RAG Evaluation Using Ragas
This post is written by Christy Bergman, Shahul Es, and Jithin James.
Retrieval is a crucial component of Generative AI systems, and its challenges are particularly evident in Retrieval Augmented Generation (RAG). Retrieval Augmented Generation enhances AI-powered chatbots by generating responses based on extensive data that large language models (LLM) have been trained on. Despite the sophistication of RAG systems, retrieval accuracy remains a significant hurdle, as highlighted by low scores from benchmarks like WikiEval. To overcome these challenges, it's essential to establish a comprehensive evaluation framework and engage in thorough experimentation to fine-tune RAG parameters and achieve optimal performance.

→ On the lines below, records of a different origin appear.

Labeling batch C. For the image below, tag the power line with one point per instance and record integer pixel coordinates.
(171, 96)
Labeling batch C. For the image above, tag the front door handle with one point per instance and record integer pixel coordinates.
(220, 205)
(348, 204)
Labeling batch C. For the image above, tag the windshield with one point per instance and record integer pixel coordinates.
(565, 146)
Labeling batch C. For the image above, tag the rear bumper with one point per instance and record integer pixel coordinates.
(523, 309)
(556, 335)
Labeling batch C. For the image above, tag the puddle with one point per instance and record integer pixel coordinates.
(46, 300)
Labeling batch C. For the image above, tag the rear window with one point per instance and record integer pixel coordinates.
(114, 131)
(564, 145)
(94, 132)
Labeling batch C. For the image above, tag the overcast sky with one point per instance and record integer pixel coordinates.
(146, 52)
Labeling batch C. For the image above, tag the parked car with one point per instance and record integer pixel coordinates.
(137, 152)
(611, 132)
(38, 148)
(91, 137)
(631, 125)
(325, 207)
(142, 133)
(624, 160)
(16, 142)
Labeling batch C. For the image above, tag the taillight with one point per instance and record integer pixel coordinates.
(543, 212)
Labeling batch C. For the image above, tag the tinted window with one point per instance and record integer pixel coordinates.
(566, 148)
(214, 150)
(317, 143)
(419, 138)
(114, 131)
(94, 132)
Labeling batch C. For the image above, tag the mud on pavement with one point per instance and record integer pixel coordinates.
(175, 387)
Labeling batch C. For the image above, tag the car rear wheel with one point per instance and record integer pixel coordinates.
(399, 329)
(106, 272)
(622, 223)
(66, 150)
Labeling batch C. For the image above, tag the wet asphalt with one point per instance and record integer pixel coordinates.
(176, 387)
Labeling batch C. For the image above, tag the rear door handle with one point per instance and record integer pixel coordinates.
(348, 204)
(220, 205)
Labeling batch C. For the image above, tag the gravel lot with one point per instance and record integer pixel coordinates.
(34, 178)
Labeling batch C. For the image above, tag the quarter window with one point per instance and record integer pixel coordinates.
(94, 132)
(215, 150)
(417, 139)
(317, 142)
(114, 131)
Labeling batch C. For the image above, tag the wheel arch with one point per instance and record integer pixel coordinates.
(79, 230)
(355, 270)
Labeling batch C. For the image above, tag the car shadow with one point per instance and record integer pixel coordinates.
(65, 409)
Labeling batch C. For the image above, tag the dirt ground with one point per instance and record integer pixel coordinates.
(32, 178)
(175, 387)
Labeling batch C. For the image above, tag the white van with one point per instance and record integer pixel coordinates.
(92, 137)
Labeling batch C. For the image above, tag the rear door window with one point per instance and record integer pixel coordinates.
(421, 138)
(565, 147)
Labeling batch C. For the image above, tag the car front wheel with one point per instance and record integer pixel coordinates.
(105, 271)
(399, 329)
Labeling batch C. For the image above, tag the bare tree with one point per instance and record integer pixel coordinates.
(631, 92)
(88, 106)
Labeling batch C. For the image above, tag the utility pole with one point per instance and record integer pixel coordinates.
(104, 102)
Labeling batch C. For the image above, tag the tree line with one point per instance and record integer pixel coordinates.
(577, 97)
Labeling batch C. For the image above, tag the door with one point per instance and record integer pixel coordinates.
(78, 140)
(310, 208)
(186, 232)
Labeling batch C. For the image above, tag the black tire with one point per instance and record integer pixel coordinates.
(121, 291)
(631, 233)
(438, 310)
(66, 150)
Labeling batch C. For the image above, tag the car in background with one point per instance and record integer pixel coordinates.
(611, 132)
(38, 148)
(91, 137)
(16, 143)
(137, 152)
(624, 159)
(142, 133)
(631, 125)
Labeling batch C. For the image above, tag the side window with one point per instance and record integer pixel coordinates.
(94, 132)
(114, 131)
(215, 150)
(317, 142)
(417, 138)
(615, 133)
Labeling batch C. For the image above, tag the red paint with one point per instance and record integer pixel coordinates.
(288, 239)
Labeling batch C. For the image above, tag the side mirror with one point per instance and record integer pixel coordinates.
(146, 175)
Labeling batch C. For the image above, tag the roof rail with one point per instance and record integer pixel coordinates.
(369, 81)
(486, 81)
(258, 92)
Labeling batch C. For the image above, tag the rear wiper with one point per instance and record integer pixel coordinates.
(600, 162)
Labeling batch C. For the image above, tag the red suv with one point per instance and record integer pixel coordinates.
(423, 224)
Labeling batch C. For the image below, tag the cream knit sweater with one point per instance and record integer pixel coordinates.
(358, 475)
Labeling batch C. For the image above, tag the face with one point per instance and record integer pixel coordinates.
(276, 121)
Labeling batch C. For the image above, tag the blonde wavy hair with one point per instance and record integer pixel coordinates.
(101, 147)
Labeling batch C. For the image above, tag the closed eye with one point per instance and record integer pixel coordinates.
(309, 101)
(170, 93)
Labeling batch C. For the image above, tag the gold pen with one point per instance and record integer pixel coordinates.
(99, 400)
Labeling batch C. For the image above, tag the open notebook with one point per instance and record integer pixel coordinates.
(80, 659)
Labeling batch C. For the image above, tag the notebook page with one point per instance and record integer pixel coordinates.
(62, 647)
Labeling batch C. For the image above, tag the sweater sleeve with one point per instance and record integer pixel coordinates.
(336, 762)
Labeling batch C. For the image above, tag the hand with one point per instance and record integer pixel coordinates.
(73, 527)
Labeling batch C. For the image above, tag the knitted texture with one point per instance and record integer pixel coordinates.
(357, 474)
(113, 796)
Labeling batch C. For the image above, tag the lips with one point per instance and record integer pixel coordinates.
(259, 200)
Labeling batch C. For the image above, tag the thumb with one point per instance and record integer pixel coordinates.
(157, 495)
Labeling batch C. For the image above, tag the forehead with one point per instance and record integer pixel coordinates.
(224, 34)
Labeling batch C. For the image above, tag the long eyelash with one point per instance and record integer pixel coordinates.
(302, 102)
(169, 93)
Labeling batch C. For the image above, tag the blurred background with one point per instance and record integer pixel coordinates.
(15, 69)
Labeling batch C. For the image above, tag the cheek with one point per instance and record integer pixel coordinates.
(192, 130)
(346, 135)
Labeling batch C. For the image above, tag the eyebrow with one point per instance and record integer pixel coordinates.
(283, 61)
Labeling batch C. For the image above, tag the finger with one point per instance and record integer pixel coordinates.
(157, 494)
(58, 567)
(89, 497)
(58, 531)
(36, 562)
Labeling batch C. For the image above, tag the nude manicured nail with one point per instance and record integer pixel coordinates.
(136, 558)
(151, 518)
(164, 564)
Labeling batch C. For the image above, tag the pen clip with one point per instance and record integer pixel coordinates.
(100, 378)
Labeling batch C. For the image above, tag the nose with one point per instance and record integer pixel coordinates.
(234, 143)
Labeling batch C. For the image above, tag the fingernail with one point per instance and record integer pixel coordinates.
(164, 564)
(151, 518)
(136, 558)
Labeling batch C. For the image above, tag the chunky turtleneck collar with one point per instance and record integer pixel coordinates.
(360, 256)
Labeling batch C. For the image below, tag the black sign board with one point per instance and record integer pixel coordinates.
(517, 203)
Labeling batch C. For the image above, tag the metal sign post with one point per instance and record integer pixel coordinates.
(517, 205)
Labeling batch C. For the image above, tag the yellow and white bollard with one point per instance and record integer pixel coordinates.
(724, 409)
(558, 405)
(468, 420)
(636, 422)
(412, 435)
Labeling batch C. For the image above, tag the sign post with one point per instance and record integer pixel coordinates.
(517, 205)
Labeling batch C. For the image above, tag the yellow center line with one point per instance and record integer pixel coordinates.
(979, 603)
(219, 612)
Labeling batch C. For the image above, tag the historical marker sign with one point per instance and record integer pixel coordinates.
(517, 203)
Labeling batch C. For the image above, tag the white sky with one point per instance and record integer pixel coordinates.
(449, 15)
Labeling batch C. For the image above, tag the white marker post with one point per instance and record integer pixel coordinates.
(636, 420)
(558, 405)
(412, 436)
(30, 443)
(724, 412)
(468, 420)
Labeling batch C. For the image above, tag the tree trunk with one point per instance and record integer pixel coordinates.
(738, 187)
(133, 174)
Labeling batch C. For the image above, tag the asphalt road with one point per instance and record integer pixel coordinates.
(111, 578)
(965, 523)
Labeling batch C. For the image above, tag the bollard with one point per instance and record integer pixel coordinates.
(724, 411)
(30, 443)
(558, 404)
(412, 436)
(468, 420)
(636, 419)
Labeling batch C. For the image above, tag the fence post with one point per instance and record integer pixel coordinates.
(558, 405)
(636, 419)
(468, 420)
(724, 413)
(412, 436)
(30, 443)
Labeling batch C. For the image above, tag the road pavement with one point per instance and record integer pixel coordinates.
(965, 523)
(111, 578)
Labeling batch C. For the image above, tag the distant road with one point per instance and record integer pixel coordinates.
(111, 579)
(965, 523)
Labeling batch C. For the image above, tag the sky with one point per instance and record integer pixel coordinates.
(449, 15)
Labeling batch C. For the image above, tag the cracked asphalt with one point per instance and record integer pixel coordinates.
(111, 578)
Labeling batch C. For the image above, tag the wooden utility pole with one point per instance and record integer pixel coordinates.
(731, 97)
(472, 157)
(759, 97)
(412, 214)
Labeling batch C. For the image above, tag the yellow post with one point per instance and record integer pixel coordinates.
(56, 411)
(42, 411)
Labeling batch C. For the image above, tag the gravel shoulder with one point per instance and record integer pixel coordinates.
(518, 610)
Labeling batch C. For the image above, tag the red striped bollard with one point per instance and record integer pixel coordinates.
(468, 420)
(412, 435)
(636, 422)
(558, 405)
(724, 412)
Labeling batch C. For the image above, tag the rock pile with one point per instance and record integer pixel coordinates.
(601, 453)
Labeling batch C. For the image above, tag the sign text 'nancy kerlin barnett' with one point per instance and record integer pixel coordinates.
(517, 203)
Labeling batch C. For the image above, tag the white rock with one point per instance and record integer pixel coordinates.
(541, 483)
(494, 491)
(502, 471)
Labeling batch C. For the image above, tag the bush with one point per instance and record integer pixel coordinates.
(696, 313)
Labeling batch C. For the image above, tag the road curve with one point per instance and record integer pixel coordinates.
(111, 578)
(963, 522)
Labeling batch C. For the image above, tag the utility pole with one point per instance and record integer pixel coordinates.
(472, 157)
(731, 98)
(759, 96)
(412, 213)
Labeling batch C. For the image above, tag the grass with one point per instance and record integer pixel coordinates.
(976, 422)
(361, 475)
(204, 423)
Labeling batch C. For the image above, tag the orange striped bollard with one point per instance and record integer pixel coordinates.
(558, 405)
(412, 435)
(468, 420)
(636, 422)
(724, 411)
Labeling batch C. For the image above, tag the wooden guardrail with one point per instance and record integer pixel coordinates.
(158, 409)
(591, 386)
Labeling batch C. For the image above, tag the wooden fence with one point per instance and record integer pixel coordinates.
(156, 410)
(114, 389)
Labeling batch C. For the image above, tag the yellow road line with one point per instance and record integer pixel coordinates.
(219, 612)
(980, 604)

However, before you can do RAG experimentation, you need a way to evaluate which experiments had the best results!
Image source: https://arxiv.org/abs/2309.15217
What is Ragas?
Ragas is a specialized evaluation framework designed to assess the performance of Retrieval Augmented Generation (RAG) systems. It provides a structured approach to evaluate the effectiveness of RAG implementations by leveraging advanced Large Language Models (LLMs) as judges. Ragas focuses on automating the evaluation process, offering scalable and cost-effective solutions for assessing AI-generated responses. The framework aims to address biases and offer continuous, explainable scores for natural language outputs. Ragas simplifies the evaluation of complex RAG systems by providing intuitive metrics and streamlining the process of assessing retrieval quality.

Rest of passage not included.